BigDataBench is a comprehensive big data benchmark suite (published on HPCA’14). The source code of BigDataBench is available from http://prof.ict.ac.cn/BigDataBench This tutorial presents what is BigDataBench and how to use BigDataBench. Please feel free to download Handbook of BigDataBench [BigDataBench Handbook]
Prof. Jianfeng Zhan, Chinese Academy of Sciences, and University of Chinese Academy of Sciences, email: email@example.com
Dr. Gang Lu, Beijing Academy of Frontier Sciences and Technology, email: firstname.lastname@example.org
Xinhui Tian, ICT, CAS, and University of CAS, email: email@example.com
BigDataBench is an open-source big data benchmark suite, publicly available from BigDataBench. After identifying diverse data models and representative big data workloads, BigDataBench proposes several benchmarks specifications to model five important application domains, including search engine, social networks, ecommerce, multimedia data analytics and bioinformatics. BigDataBench implements the same benchmarks specifications using variety of competitive techniques. The current version BigDataBench 3.2 adds graph, streaming frameworks and flink support, including 15 real-world data sets and the corresponding scalable big data generation tools, and 34 big data workloads.
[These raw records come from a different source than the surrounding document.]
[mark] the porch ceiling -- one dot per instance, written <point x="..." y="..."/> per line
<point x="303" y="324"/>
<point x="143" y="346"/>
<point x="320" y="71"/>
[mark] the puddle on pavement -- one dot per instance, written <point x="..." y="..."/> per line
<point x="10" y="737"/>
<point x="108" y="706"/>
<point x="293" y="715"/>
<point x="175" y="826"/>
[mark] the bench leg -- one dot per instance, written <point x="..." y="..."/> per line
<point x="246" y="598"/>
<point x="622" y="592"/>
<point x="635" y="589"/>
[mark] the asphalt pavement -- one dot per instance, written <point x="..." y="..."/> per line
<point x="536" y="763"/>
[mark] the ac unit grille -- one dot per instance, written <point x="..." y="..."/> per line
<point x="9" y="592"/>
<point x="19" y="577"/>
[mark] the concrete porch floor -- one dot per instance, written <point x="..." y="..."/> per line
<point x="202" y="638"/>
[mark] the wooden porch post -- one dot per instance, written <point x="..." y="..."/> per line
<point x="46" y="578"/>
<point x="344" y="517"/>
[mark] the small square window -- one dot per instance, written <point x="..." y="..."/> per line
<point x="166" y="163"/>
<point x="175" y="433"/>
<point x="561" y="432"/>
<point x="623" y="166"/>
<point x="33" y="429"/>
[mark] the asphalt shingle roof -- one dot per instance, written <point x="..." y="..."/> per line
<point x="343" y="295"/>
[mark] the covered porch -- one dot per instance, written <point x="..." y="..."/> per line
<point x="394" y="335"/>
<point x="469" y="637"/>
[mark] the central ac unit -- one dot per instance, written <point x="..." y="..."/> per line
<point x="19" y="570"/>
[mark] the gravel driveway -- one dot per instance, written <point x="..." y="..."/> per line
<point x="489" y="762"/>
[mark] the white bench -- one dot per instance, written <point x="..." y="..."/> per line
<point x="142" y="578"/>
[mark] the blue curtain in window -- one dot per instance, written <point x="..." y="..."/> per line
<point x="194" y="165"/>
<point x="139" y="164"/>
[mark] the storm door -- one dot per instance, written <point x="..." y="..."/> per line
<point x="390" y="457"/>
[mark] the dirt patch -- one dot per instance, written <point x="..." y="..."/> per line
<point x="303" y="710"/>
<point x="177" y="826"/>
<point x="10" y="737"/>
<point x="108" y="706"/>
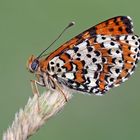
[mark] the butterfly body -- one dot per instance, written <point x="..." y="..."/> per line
<point x="93" y="62"/>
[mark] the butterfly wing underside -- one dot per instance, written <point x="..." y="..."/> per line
<point x="97" y="59"/>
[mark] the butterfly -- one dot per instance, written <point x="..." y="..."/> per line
<point x="92" y="62"/>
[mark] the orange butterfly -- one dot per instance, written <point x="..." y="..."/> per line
<point x="92" y="62"/>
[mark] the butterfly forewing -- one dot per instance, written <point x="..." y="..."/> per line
<point x="97" y="59"/>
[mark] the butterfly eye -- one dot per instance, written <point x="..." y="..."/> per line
<point x="35" y="65"/>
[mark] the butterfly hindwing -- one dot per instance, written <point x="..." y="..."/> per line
<point x="97" y="59"/>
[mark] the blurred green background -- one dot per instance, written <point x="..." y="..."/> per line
<point x="29" y="26"/>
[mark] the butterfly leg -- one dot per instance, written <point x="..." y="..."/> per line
<point x="35" y="90"/>
<point x="58" y="86"/>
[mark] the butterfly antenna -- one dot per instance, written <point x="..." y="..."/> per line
<point x="69" y="25"/>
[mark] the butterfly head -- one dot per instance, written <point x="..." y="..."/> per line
<point x="33" y="64"/>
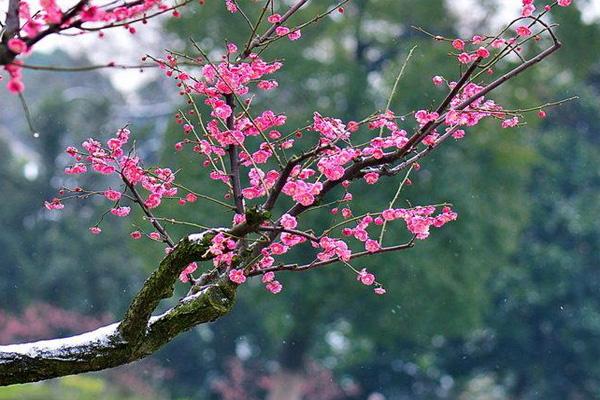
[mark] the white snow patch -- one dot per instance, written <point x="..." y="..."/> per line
<point x="101" y="337"/>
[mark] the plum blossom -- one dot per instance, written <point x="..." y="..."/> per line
<point x="365" y="277"/>
<point x="237" y="276"/>
<point x="184" y="276"/>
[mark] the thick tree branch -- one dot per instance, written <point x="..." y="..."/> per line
<point x="161" y="284"/>
<point x="106" y="347"/>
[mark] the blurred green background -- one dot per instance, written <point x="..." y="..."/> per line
<point x="502" y="304"/>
To allow flexible setting and replaying of mixed workloads, BigDataBench provides the multi-tenancy version; To save the benchmarking cost, BigDataBench reduces the full workloads to a subset according to workload characteristics from a specific perspective. It also provides both MARSSx86 and Simics simulator versions for architecture communities.
Presenting the real-world data sets, workloads, and parallel data generation tools in BigDataBench;
Giving a guideline on how to use BigDataBench.
Objectives: the audiences can use BigDataBench with reference to the BigDataBench user manual. Please feel free to download the BigDataBench user manual from BigDataBench-User-Manual
BigDataBench methodology and what is BigDataBench?
Characterizing big data workloads/ big data dwarfs
Real-workloads sets/ how to generate large-scale data
Subsetting big data workloads from BigDataBench
How to use the simulator versions?
Multi-tenancy version of BigDataBench
System, architecture, storage, security and privacy researcher and graduate students. More BigDataBench users are available from BigDataBench-Users.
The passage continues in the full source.